Guardiola's failure to respect the remaining Bundesliga fixtures after winning the title in March opened him up to additional criticism. He played scrubs and youngsters instead of the stars, whom he saved for the Champions League. When his team lost 3-0 at home to Dortmund, he was accused of failing to understand Germany's soccer culture, where "fair play" is an often-discussed sporting ideal. "I've always taken pride in the fact that Bayern teams played to win after they've secured the championship in the past. I know there were games when the team showed up hungover, but that was another football generation," said Koch. "Bayern owe their titles in 2000 and 2001 to the fair play of other teams: Unterhaching [2-0 vs Leverkusen on the final match day] and Stuttgart [1-0 vs Schalke on the second to last match day, respectively] had nothing to gain and still went for it."
Now that the excitement of Guardiola, Year One has begun to wear off, it'll be interesting to see whether and how much the Catalan pushes back against his critics. The season just began, and, refreshingly, he's showed a willingness to adjust his tactical approach, playing with three in the back throughout preseason. (He then undermined much of that work by fielding an under-strength squad in the Super Cup, which Bayern lost to Borussia Dortmund.)
Whether Guardiola can continue to manage a locker room with 25 first-team players—one that he doesn't have complete control over, signing-wise—is another factor. Although Bayern are doing great transfer business this offseason, Real Madrid are the European team over the last few years with a worse case of Shiny New Thing Syndrome; neither team is afraid to buy players it doesn't necessarily need just to have them. Götze is the prime example here. (You could scratch your head, a little, at Shaqiri and Thiago, too.) A great player, obviously, but did Bayern need him, or was it more of a case of Bayern not wanting Dortmund to have him? Regardless, the team's depth is a final catch-22 for Guardiola, allowing him to field a competitive team in all competitions but restricting the opportunities for young players emerging from the academy.
Maybe the real problem is that Guardiola is one of Bayern's shiny new things.
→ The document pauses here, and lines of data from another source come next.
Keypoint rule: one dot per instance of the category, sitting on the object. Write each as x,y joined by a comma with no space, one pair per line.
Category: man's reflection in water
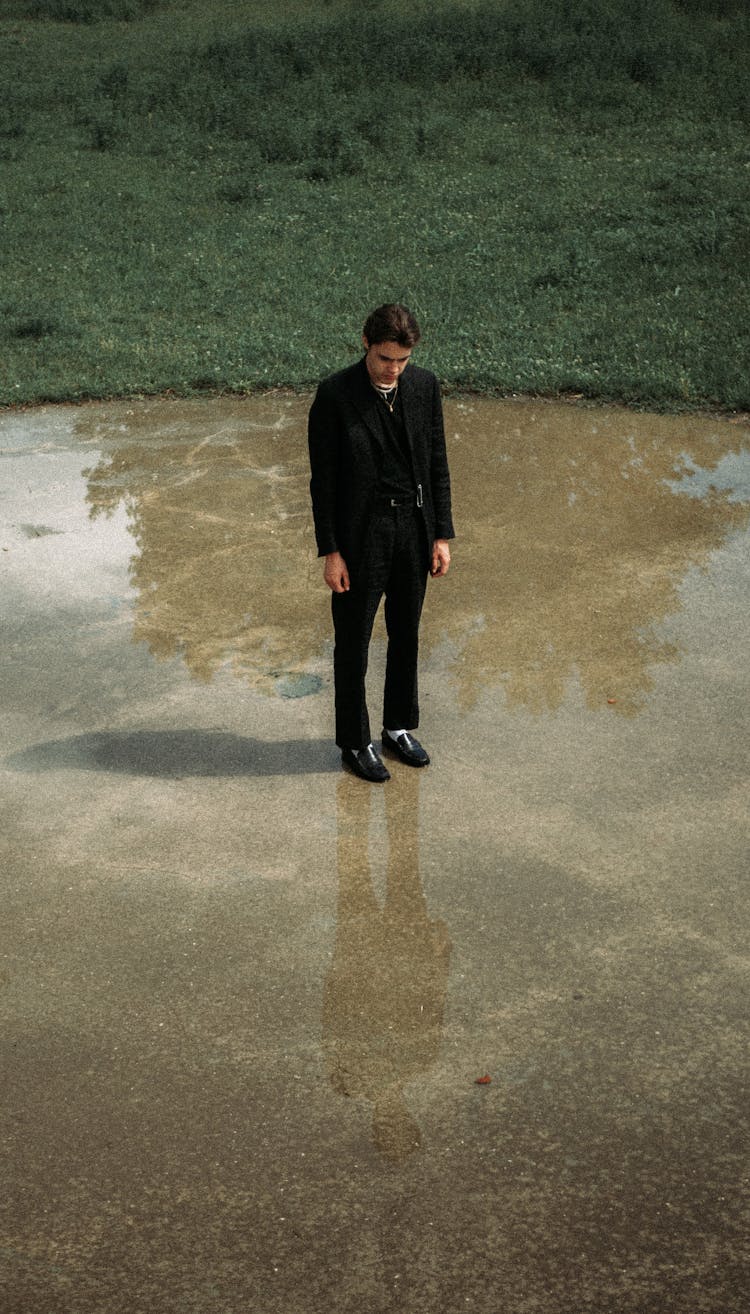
385,992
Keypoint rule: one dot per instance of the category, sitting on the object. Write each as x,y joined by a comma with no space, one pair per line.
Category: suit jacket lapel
365,401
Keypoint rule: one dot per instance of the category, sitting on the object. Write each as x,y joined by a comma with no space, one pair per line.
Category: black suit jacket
346,442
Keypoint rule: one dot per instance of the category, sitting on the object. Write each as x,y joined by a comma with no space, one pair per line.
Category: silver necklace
384,393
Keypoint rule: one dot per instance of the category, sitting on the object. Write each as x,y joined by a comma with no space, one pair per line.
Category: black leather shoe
365,762
406,748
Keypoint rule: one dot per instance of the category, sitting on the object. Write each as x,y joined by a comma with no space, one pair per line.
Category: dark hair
392,323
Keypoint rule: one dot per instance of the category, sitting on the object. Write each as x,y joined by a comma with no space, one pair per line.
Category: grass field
210,196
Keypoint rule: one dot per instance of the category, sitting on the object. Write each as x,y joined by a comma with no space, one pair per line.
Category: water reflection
385,991
575,531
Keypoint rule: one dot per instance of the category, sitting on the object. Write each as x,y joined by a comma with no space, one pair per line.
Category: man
381,503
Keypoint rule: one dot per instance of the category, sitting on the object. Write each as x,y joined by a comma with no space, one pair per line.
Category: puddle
260,992
577,530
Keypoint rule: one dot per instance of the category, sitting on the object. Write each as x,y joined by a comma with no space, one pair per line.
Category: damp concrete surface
275,1040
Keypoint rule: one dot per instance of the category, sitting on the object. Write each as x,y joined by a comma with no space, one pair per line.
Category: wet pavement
247,999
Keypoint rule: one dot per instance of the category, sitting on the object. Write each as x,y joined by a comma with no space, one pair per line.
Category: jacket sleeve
323,444
439,475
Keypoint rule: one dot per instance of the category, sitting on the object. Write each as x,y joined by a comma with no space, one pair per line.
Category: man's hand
440,557
335,573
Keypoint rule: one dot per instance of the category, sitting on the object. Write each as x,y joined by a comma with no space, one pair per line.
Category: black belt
385,503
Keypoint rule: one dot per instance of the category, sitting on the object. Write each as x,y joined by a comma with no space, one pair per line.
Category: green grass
200,197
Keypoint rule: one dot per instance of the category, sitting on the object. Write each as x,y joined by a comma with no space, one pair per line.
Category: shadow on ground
176,754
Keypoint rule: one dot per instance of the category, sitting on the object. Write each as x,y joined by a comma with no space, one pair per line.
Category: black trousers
393,564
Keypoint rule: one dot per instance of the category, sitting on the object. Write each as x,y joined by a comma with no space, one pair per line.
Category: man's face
385,362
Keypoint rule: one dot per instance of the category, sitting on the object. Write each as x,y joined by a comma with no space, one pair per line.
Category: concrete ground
248,1003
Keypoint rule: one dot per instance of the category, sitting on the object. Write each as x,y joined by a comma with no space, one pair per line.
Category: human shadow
174,754
385,991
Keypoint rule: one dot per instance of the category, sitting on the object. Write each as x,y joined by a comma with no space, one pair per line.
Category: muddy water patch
577,528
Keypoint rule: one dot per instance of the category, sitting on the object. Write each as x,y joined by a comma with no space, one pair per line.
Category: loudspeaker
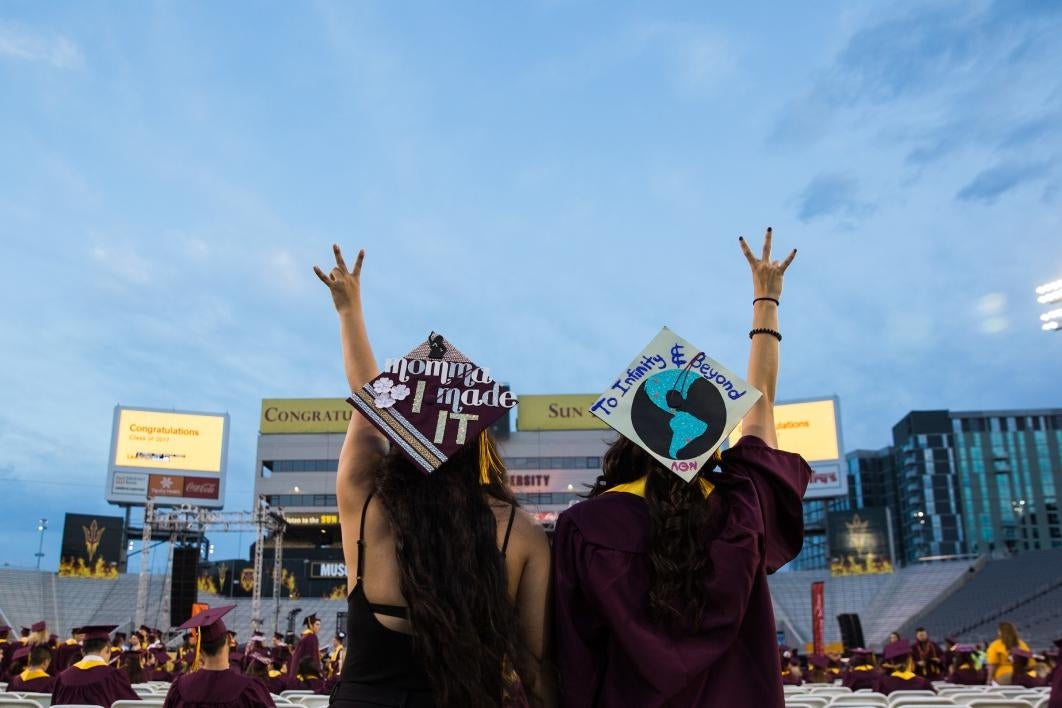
184,590
851,631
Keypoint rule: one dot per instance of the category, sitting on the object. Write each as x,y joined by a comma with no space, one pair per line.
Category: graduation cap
896,650
209,623
96,632
675,402
432,401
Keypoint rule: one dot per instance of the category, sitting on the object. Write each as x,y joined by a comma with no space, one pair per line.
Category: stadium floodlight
41,528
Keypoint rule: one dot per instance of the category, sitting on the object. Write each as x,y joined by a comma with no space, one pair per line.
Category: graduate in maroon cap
901,668
6,649
35,678
215,685
660,579
307,646
861,671
964,671
1024,675
92,680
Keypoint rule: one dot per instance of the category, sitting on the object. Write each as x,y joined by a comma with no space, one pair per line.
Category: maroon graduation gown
217,689
307,646
40,685
609,650
888,684
99,686
856,679
1056,700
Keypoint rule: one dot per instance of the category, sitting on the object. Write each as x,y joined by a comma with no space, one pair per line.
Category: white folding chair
44,698
807,701
859,700
994,702
9,701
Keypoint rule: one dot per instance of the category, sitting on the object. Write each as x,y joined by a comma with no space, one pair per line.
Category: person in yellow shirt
1000,669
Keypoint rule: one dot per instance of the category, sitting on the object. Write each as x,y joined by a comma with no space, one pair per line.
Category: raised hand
766,274
345,286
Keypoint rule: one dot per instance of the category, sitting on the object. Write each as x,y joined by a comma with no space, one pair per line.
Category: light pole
41,527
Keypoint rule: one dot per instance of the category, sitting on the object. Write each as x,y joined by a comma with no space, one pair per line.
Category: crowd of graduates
97,666
917,665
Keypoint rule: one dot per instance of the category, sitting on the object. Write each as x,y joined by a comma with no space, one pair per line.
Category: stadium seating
1025,589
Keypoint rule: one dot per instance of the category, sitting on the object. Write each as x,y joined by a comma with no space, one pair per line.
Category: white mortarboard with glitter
675,402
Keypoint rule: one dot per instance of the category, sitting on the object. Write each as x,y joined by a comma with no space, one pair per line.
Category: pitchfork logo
93,533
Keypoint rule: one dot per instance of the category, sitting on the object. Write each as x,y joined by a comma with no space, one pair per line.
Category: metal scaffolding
187,520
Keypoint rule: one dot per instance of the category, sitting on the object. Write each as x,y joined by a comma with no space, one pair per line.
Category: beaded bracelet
766,330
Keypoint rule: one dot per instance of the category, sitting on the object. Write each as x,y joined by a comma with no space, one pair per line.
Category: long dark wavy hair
452,576
682,525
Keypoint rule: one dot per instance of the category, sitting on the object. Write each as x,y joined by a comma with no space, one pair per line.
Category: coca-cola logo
201,488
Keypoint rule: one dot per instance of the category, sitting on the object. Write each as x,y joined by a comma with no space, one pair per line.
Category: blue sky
545,183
He's a prestige piece. He's been shoehorned into a system that isn't designed for him and might run just fine without him. Though it's crazy to think Bayern would fire Guardiola at the end of the season, it wouldn't be surprising if, titles or no, Guardiola packs up at the end of the season and moves to a place where he's needed just a little more, a place where all he has to worry about is what he's best at: winning.